Isatis for resource classification and confidence intervals
Classification of the resources in different categories, measured, inferred, or indicated, implies reliable calculations of the confidence level in the grade estimates, at a local scale (SMU) and at greater scales (quaterly or yearly exploitation areas).
ISATIS provides several tools to calculate reliable and realistic Confidence Intervals of these different estimates. Among them, the exclusive and rapid application Confidence Intervals.
The kriging variance is certainly not the best way to classify your deposit’s resources. There are two main reasons for this. The error distribution is unlikely to be gaussian and the kriging variance is data-independent (though greater uncertainty is expected in high grade areas than in low ones). The distribution of mining data is, by nature, skewed; standard linear Confidence Intervals are, consequently, not relevant since they are not consistent with the data.
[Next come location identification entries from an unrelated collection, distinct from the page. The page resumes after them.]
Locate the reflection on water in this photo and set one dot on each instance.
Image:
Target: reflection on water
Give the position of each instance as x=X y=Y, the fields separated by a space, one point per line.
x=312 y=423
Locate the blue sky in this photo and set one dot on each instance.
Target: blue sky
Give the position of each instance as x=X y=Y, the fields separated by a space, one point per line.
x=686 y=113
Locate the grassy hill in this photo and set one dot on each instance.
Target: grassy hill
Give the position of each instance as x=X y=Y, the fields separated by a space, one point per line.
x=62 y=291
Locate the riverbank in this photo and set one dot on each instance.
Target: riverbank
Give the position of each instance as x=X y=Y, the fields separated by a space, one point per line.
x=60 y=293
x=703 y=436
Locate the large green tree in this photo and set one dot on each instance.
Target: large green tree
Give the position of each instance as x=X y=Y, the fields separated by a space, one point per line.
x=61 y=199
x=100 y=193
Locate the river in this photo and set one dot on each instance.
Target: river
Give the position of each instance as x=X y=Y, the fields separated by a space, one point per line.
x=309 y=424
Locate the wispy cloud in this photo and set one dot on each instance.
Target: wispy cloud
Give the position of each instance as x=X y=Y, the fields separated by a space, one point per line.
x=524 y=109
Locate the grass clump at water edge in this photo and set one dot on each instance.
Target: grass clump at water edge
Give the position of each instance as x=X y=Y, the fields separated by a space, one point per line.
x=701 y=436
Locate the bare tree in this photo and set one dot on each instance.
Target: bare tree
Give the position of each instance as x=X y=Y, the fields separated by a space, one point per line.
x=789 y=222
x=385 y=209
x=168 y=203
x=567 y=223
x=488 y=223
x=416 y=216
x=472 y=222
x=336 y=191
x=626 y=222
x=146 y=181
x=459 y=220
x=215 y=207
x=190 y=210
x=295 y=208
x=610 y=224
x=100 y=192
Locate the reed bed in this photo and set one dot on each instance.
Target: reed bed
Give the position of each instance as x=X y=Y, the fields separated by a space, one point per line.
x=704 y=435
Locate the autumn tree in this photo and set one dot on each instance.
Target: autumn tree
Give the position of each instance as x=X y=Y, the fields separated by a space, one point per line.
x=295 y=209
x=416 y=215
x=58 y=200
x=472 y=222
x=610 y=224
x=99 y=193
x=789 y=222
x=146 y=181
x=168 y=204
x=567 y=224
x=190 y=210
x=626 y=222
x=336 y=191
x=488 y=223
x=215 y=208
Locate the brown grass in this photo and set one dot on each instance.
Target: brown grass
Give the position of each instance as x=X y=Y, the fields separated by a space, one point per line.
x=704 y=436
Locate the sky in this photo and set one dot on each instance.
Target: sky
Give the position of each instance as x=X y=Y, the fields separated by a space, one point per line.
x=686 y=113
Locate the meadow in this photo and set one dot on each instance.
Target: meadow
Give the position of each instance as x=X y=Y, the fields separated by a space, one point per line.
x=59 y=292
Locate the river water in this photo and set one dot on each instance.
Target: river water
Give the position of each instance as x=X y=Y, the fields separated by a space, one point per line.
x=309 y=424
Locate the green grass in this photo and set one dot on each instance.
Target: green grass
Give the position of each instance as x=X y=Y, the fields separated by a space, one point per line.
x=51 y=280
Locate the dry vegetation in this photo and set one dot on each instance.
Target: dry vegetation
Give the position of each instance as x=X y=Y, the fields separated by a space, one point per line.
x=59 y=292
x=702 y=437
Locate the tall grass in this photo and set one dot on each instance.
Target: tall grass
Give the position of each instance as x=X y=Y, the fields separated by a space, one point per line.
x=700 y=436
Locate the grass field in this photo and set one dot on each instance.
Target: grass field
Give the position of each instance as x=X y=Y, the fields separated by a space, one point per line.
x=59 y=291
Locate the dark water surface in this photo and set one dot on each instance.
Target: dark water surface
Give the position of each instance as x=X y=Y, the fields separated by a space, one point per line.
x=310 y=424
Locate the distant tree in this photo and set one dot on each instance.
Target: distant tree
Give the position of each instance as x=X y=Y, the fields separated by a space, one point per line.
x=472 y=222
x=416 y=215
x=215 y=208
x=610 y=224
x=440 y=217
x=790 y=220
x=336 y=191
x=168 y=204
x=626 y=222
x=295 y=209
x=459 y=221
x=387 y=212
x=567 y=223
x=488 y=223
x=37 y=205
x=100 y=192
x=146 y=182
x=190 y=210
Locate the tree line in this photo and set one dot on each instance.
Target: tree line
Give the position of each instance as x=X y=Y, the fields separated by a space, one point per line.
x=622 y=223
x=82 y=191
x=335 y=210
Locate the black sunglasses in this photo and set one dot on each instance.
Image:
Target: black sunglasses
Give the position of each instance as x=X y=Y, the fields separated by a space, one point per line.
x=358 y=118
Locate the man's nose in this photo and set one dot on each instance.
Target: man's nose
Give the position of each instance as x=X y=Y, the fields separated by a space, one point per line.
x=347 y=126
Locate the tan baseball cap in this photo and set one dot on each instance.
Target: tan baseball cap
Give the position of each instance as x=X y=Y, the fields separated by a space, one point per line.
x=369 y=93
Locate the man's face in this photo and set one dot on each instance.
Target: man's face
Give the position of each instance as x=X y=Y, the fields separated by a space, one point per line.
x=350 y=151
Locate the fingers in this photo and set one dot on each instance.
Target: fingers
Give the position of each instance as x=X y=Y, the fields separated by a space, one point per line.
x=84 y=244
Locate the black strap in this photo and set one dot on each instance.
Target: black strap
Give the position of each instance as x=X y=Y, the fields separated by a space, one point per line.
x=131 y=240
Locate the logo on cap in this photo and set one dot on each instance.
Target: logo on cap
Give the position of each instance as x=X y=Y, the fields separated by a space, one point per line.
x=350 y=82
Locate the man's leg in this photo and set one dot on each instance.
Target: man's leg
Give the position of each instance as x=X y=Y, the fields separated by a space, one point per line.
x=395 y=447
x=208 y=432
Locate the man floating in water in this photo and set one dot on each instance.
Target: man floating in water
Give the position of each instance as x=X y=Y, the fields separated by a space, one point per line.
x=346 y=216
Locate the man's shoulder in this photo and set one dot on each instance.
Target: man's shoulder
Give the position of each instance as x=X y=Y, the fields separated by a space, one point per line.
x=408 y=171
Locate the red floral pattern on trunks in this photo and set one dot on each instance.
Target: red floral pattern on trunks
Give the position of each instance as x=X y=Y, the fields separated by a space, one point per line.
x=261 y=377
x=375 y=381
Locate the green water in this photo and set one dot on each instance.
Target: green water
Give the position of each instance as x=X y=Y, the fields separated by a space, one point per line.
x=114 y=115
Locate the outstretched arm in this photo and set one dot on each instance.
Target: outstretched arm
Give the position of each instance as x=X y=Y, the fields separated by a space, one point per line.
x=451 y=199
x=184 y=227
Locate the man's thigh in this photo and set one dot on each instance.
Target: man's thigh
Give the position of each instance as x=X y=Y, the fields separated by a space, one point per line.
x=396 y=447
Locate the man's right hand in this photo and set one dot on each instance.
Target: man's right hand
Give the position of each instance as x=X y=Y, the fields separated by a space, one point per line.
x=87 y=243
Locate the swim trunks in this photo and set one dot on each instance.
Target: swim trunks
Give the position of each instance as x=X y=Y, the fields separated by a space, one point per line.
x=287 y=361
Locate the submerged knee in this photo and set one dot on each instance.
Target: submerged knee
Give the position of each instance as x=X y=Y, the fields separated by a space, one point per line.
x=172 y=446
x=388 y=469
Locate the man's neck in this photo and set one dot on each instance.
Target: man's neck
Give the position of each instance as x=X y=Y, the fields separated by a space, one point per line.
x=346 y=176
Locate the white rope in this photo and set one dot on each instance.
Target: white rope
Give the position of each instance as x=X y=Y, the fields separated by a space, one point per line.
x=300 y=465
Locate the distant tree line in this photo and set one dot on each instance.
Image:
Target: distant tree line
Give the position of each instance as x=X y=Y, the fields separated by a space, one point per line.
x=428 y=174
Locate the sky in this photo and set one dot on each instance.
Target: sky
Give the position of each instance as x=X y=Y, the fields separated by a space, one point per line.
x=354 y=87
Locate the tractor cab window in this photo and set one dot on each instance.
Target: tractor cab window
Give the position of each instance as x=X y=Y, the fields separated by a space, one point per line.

A better approach would be to obtain the error distributions from simulations. But this is extremely time-consuming, only to get two numerical values. A shortcut involving similar hypothesis is proposed in Isatis.
This original methodology was first applied in 1996 by Roth and Armstrong (from the Centre of Geostatistics of the “Ecole des Mines de Paris”) on gold grades of the Witwatersrand basin.
A more recent application has been succesfully made by Rio Tinto and has reduced drastically the time required for updating reserve classifications.
The basic idea is to use the Discrete Gaussian Model to calculate the Confidence Intervals directly from the gaussian grade estimates.
The figures above compare these Confidence Intervals to standard linear Confidence Intervals and to those derived from stochastic simulations.